Yukarıdaki çerçeve içinde sözlerimizi toparlayalım…

 

 

Cumhuriyet’in ikinci yüzyılında Anadolu yine bir savaş çemberi içindedir. Şartları ve sınırları 1923 dönemi gibi değildir. Ancak sonuçta bir dünya savaşı çemberi içindedir. Ve Anadolu’nun bir tecrübesi vardır: Anadolu Devrimciliği.

Anadolu Devrimciliği ruhu yaşıyor ve 15 Temmuz gecesinde olduğu gibi aktif. Ancak 1923 döneminde olduğu gibi iki ayrı tutum ve iki ayrı yol tutuş kavşağındayız: Ya Vahdeddin gibi şartları gerekçe gösterip güçlü ülkelerle uzlaşarak ve hatta onların yol haritasıyla uyumlu davranarak kurtarabildiği kadar ülkenin geleceğini kurtarmak yolunu seçeceğiz ya da Atatürk gibi direniş için halkı örgütlemek ve galip ülkelerle masada eli güçlü olarak pazarlık yapmak için ikinci bir Kuvva-yı Milliye hareketini başlatacağız.

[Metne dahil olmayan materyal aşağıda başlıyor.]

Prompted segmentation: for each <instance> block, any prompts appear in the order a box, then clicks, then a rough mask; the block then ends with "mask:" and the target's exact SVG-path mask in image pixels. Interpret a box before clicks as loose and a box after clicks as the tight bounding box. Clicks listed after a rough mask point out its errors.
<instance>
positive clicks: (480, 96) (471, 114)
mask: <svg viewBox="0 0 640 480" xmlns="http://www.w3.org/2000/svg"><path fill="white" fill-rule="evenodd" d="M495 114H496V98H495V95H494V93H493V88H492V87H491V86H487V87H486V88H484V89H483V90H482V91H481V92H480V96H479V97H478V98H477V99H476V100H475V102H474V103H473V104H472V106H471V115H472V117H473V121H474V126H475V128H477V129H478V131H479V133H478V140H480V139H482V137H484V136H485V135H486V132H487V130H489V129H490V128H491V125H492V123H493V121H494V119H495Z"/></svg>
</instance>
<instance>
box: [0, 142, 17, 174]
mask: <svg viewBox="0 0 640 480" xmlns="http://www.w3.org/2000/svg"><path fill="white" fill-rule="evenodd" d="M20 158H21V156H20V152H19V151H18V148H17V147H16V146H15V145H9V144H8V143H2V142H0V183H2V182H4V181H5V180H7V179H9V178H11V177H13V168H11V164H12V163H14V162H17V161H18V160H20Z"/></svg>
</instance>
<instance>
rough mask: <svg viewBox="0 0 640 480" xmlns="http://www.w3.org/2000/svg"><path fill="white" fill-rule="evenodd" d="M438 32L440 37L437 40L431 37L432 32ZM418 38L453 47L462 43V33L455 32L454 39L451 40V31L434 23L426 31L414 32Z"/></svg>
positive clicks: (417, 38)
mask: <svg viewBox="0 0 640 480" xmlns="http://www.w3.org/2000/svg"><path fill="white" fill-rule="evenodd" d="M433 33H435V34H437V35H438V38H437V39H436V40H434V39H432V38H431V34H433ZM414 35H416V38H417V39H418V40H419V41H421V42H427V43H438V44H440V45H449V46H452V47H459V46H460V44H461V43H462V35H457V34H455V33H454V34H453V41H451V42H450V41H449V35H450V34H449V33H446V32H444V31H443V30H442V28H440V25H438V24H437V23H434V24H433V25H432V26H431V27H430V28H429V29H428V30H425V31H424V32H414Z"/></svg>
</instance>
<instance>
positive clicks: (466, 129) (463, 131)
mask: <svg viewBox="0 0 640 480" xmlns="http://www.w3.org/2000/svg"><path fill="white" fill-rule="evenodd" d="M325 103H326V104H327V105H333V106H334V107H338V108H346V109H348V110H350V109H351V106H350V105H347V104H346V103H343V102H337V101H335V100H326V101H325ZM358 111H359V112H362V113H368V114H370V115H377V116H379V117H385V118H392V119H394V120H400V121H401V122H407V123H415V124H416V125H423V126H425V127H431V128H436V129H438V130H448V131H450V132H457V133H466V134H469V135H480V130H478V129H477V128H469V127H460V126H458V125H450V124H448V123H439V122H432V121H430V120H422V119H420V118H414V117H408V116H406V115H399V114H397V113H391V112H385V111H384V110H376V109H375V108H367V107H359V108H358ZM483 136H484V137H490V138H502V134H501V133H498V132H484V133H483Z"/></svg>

2023 yılından ikinci yüzyıla baktığımızda bir ironi veya tarihî cilvedir ki, son 25 yılda Erdoğan’ın da bütün politikaları başta ABD olmak üzere tüm küresel güçlere karşı direnerek, güçlenerek, strateji ve taktik oyunlar oynayarak ve hayatın ebediyen savaş üzere kalmayacağı bilinciyle, masaya oturulduğunda eli kuvvetli kalmak adına çizdiği çizgi ve yürüdüğü yol, Atatürk’ün Kurtuluş Savaşı ve sonrası çizip yürüdüğü yol ile örtüşmektedir.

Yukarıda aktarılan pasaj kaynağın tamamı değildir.